Image: Zachmanson
Recently, a developer disclosed that their team employed GitHub Copilot to rectify trivial typographical errors within a Pull Request (PR). To their dismay, upon concluding its designated task, Copilot autonomously embedded promotional material directly into the PR—a stealthy maneuver that a multitude of developers have likely yet to notice.
The advertisement implanted by GitHub Copilot read: “Quickly spin up Copilot coding agent tasks from anywhere on your macOS or Windows machine with Raycast.” Though masquerading as a benign suggestion, it was unequivocally a calculated endeavor by Microsoft to champion its proprietary coding agent capabilities. A public query of associated keywords on GitHub unearthed a staggering 11,000 PRs, each harboring these clandestine endorsements. Prompted by this revelation, inquisitive developers within the community commenced an investigation to uncover the mechanics of this covert injection.
Their inquiry illuminated the artifice: HTML comment tags were surreptitiously concealed at the zenith of the PR’s original Markdown source code. Because these tags remain largely imperceptible within the orthodox preview interface, any developer who did not subject their submission to meticulous scrutiny would unwittingly publish a PR tainted with advertising.
The promotional content spanned from advocating the dispatch of tasks to the Copilot coding agent via Slack or Microsoft Teams, to extolling the virtues of invoking Copilot directly from an array of code editors, including VS Code, Visual Studio, JetBrains IDEs, and Eclipse.

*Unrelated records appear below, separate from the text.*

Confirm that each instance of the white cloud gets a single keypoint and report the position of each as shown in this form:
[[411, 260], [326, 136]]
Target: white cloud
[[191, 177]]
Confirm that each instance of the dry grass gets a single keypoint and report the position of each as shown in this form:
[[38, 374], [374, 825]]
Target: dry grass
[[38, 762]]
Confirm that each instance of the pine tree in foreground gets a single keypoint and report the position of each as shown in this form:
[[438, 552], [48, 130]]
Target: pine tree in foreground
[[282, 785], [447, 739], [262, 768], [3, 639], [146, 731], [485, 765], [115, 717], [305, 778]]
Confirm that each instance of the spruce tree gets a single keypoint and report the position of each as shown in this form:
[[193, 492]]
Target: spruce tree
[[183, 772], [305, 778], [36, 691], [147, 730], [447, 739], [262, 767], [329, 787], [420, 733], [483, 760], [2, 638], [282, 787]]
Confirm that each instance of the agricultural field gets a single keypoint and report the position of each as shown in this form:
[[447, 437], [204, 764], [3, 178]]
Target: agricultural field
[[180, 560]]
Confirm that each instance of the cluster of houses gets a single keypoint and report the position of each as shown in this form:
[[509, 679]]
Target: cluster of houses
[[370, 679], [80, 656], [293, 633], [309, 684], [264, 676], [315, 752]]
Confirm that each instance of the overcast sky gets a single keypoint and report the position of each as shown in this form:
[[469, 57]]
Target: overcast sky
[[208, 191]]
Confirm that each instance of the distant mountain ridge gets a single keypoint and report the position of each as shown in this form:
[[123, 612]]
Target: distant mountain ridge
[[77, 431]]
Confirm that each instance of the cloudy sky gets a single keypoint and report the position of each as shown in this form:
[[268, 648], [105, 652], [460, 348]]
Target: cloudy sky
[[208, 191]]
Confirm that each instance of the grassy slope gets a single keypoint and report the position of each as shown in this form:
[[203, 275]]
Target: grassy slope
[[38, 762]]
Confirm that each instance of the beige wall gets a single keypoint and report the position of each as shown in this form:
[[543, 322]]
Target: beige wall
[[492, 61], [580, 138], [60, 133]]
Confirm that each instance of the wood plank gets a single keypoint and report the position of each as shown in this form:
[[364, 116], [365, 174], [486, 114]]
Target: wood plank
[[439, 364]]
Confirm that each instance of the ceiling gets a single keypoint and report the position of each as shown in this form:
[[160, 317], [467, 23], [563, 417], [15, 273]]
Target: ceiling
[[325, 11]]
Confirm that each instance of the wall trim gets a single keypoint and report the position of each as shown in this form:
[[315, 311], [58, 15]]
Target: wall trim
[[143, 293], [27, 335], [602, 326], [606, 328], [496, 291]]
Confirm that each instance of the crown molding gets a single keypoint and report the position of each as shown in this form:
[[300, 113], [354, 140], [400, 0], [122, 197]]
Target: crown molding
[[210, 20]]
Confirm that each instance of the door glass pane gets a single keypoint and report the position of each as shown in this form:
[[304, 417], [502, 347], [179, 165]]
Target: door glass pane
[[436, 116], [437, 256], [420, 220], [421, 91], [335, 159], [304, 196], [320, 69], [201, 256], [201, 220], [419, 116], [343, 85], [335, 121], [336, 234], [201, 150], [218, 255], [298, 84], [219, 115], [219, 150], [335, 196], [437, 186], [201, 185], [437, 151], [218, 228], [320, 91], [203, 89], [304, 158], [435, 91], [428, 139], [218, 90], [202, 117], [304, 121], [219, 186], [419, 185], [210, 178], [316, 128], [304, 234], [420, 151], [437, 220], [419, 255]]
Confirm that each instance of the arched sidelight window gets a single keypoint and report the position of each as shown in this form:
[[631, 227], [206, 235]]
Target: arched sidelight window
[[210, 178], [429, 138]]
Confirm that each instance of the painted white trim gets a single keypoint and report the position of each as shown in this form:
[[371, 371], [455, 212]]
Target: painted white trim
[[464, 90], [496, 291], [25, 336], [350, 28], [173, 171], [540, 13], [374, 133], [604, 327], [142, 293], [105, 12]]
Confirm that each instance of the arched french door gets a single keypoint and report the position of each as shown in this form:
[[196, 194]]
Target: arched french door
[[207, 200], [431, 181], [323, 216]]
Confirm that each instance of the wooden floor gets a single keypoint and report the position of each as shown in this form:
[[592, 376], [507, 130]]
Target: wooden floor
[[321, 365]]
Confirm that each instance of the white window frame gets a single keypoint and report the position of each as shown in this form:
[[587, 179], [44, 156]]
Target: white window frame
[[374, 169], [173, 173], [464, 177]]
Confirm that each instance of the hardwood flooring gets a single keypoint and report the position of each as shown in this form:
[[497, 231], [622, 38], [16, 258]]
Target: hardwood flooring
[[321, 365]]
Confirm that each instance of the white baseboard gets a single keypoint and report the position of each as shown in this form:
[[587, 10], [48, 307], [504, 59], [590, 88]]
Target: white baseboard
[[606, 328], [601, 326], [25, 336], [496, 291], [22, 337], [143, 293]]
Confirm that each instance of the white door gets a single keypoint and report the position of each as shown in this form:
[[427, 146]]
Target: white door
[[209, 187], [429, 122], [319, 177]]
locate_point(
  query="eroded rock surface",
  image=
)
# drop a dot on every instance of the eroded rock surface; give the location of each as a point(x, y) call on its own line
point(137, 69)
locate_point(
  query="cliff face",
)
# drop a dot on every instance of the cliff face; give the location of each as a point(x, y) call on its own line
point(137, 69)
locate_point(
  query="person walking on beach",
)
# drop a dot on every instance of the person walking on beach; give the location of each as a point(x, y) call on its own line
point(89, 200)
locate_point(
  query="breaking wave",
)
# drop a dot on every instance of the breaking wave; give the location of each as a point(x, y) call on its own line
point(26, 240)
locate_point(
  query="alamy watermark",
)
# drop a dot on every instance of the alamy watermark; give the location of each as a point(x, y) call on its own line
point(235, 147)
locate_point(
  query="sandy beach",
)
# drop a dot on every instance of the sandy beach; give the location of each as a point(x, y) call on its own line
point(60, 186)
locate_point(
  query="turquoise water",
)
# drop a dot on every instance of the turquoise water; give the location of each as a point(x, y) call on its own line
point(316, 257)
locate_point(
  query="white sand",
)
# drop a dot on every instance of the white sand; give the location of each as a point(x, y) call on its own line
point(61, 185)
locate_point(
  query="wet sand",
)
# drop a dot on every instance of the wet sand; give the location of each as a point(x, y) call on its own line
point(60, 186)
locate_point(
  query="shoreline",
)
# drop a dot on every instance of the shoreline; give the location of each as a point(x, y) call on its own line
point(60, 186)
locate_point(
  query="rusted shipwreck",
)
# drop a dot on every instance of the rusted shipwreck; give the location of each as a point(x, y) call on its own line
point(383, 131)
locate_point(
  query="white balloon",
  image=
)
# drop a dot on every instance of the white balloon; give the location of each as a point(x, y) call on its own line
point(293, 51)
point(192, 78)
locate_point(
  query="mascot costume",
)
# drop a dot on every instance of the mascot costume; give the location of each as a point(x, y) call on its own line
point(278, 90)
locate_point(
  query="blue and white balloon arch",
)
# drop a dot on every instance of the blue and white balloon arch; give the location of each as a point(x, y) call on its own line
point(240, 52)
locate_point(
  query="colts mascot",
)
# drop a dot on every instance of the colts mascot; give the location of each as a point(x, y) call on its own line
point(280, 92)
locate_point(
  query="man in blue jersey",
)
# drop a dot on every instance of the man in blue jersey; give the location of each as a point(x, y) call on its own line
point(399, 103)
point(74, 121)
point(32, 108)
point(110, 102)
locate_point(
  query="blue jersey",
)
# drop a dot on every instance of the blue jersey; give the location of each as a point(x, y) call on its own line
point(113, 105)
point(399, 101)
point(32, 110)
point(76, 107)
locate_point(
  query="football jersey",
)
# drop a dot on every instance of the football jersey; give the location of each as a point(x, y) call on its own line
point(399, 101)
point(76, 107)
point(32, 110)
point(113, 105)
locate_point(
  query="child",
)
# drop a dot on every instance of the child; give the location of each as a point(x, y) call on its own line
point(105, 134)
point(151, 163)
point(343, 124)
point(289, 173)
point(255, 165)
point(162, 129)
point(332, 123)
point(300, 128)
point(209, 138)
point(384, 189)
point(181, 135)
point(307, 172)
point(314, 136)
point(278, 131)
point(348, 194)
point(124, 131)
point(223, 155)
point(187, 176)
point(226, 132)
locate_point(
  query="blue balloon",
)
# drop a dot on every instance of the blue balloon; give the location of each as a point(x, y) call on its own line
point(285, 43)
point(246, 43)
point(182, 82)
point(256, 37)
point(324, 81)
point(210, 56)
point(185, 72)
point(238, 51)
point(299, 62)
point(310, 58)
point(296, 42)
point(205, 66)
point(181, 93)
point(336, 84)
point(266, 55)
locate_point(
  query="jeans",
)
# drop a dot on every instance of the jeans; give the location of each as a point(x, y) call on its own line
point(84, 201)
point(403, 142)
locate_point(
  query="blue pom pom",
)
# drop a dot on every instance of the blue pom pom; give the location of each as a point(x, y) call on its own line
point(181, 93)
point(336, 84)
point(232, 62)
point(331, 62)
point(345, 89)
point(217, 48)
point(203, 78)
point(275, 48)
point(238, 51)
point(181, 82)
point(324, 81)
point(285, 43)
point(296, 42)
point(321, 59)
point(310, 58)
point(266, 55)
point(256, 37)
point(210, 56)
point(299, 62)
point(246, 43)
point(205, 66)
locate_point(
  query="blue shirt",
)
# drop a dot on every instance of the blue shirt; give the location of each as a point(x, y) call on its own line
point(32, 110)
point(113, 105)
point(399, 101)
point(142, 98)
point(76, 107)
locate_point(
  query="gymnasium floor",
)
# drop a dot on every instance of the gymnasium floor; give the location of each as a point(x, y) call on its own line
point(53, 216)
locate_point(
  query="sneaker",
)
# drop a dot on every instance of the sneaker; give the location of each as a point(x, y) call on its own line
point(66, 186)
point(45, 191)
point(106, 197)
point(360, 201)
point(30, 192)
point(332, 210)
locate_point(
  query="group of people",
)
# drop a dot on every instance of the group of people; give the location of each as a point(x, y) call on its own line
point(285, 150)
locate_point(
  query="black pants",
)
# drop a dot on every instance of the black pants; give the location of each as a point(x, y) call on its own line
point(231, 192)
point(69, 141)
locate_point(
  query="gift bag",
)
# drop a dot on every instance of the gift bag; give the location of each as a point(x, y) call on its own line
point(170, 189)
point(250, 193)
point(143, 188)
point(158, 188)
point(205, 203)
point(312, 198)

A myriad of developers ardently contend that altering a PR description to inject promotional material without explicit authorization inflicts catastrophic damage upon user trust. Consequently, such comportment by Microsoft and GitHub is universally condemned as utterly intolerable.
Amidst the ensuing tempest of discourse, GitHub precipitously deactivated the advertising mechanism. They officially conceded that this was no inadvertent anomaly, but rather a deliberate orchestration by the Copilot team. Nevertheless, capitulating to the vehement backlash, the team has now unequivocally disabled the feature.